UKRAINE

DE MAÏDAN À LA GUERRE (FROM MAIDAN TO WAR)


This post is also available in: French

“Revolutions have never been planned in advance. When they become eternal, time starts playing against the event – little by little the heros wear themselves and send the characters to more and more uncertin destinies. For years, Guillaume Herbaut goes to Ukraine to follow the tensions between the supporters of a country turned to Europe and those who are attracted by its Russian component.

This struggle, which begins with the heroic occupation of a square in Kiev, transforms into a trench warfare in the east of the country: how can we interpret this installation of a people in what becomes a cursed time in the eyes of everyone? Perhaps by attribuating a figure of a fighter to each rebel being, and by making him enter the legend of the news feed.

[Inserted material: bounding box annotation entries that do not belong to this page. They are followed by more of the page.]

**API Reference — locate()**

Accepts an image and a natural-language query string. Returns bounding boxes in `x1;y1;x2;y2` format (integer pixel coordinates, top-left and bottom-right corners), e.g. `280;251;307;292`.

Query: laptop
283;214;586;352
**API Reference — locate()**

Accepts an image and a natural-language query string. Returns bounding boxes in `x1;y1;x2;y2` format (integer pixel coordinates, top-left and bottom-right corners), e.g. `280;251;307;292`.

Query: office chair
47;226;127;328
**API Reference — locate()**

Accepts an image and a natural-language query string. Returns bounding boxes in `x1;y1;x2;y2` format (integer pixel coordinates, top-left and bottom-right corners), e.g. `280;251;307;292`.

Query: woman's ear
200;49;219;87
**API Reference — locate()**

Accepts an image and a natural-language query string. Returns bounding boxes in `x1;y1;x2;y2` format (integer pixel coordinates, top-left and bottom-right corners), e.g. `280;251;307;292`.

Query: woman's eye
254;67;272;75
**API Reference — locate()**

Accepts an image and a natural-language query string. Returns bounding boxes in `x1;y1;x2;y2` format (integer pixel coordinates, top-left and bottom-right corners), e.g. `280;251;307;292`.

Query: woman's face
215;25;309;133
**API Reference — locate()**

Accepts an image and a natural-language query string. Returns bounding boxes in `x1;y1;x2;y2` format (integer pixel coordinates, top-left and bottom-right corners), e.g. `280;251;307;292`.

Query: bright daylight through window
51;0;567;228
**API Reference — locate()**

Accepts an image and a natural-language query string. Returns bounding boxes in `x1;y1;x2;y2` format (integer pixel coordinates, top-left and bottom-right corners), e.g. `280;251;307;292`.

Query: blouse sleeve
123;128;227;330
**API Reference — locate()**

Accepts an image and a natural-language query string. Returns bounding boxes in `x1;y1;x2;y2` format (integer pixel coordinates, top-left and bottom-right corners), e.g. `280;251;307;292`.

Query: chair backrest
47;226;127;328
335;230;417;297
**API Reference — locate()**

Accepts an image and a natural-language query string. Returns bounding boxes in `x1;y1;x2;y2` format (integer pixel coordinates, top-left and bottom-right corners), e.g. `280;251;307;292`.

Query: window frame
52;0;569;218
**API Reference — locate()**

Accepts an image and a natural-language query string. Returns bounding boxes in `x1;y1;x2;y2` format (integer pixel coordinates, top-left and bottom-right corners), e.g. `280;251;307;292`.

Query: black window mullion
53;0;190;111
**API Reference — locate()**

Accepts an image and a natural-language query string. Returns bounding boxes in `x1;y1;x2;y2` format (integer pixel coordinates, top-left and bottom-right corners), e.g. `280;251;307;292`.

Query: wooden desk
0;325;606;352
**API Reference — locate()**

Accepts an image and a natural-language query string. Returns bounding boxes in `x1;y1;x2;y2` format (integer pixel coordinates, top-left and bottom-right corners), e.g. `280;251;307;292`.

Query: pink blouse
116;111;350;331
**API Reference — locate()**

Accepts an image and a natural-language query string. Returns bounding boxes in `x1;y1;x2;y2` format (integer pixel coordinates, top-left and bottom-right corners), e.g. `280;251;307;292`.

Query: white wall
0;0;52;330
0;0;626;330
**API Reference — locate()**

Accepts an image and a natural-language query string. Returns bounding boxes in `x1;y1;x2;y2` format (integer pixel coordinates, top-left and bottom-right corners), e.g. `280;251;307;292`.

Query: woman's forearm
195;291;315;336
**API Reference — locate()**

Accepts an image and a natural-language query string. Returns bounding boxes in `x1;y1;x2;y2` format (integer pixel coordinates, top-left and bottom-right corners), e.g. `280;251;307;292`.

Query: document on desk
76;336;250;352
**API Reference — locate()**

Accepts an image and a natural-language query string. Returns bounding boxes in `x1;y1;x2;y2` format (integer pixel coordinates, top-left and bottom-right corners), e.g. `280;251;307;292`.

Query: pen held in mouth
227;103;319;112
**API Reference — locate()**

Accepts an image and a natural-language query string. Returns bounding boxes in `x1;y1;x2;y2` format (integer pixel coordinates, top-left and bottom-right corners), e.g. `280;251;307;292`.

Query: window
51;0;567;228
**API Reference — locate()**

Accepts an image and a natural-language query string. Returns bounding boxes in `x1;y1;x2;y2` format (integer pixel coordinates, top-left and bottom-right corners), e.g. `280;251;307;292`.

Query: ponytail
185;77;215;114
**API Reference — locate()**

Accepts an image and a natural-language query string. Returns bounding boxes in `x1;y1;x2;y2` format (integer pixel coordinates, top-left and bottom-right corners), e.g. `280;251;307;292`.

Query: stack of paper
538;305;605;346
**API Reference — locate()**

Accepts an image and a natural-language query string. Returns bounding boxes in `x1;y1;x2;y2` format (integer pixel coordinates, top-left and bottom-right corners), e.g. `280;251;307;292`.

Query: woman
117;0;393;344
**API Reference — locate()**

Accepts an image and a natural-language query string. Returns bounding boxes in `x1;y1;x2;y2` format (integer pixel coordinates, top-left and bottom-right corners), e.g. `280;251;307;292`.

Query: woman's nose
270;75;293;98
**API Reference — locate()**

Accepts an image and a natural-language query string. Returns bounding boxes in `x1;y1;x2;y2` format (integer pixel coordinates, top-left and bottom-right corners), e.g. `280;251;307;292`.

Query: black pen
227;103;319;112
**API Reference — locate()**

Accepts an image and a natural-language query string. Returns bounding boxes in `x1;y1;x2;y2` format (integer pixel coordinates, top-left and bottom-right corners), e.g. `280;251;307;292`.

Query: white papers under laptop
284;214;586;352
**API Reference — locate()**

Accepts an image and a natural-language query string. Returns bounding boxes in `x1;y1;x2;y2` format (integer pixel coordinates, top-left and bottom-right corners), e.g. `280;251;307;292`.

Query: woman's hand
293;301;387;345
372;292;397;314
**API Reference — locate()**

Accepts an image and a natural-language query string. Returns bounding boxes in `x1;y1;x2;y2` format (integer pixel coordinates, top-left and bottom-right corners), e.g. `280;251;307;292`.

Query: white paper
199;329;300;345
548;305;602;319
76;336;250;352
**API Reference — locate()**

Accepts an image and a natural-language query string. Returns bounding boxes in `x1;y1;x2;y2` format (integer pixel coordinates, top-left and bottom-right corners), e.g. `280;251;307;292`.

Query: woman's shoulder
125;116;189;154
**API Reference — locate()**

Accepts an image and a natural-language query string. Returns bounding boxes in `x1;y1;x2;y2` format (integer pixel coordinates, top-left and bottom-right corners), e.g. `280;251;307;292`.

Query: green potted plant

How not to remind that it is there, in this precise place of the world, in the middle of the 19th century, that the photograph was confronted with the war for the first time? Crimean War (1853-1856): the Englishman Roger Fenton advances with his van-laboratory pulled by six horses where he develops his collodion glass plates. They will later be used to engrave “after photography” the first press images in history.

Herbaut finds something archaic in the Donbass war: taciturn figures, fixed landscapes, frozen atmosphere. Herbaut fraternizes with his predecessors in photography in the same way as the separatists and the Ukrainian army replay the ancient dispute of Europe and Asia.”

Michel Poivert

“From Chernobyl to war. Ukraine is a marker for my photographic career. Through this country, I turned from the classic black and white photojournalism to a documentary photography telling the invisible drama of a nuclear disaster. In 2001, I felt myself bound to this territory as soon as I took the first images. The colours reminded me of my childhood. People accepted me in their daily lives. I discovered the contaminated prohibited zone. A parallel world, a different relationship to reality, a question about how to photograph the traces of History.

Since then I visit this country every year. 2004, the Orange Revolution and the Donbass. Then, the return of Cossacks, symbols of a Ukrainian identity. 2008, Crimea and its intercommunity tensions. Series of reports, like a puzzle preparing me to follow the Maidan revolution and the war. The history of this country allowed me to explore different narratives, to break benchmarks to finally return to the news and to think about the photojournalism of today. Like the contamination in Chernobyl ‘leopard spots’, Ukraine is currently divided into different zones: contaminated zones, war zones, zones of peace as a mirror of the future of our societies. A reason that drives me to continue.”

Guillaume Herbaut

Guillaume Herbaut, born in 1970, lives and works in Paris. Parallelly to his work for the press, his documentary work takes him to places full of history where he questions their symbols and memory in order to reveal invisible tragedies: Chernobyl, Auschwitz, Nagasaki and, more recently, the conflict in Ukraine. His photographs were exhibited at the Jeu de Paume, at the Maison rouge as well as during numerous festivals. He has received several awards, including two World Press, a Visa d’or, the Niépce Award of 2011 and, in 2016, the Bayeux-Calvados Award for War Correspondents (web journalism category) for his Ukrainian roadmap produced by Arte Info. The same year, he published 7/7, the shadow of the living beings (La Martinière). In 2018, his work was exhibited at the Great Arch of Photojournalism in Paris under the title “For Memory”.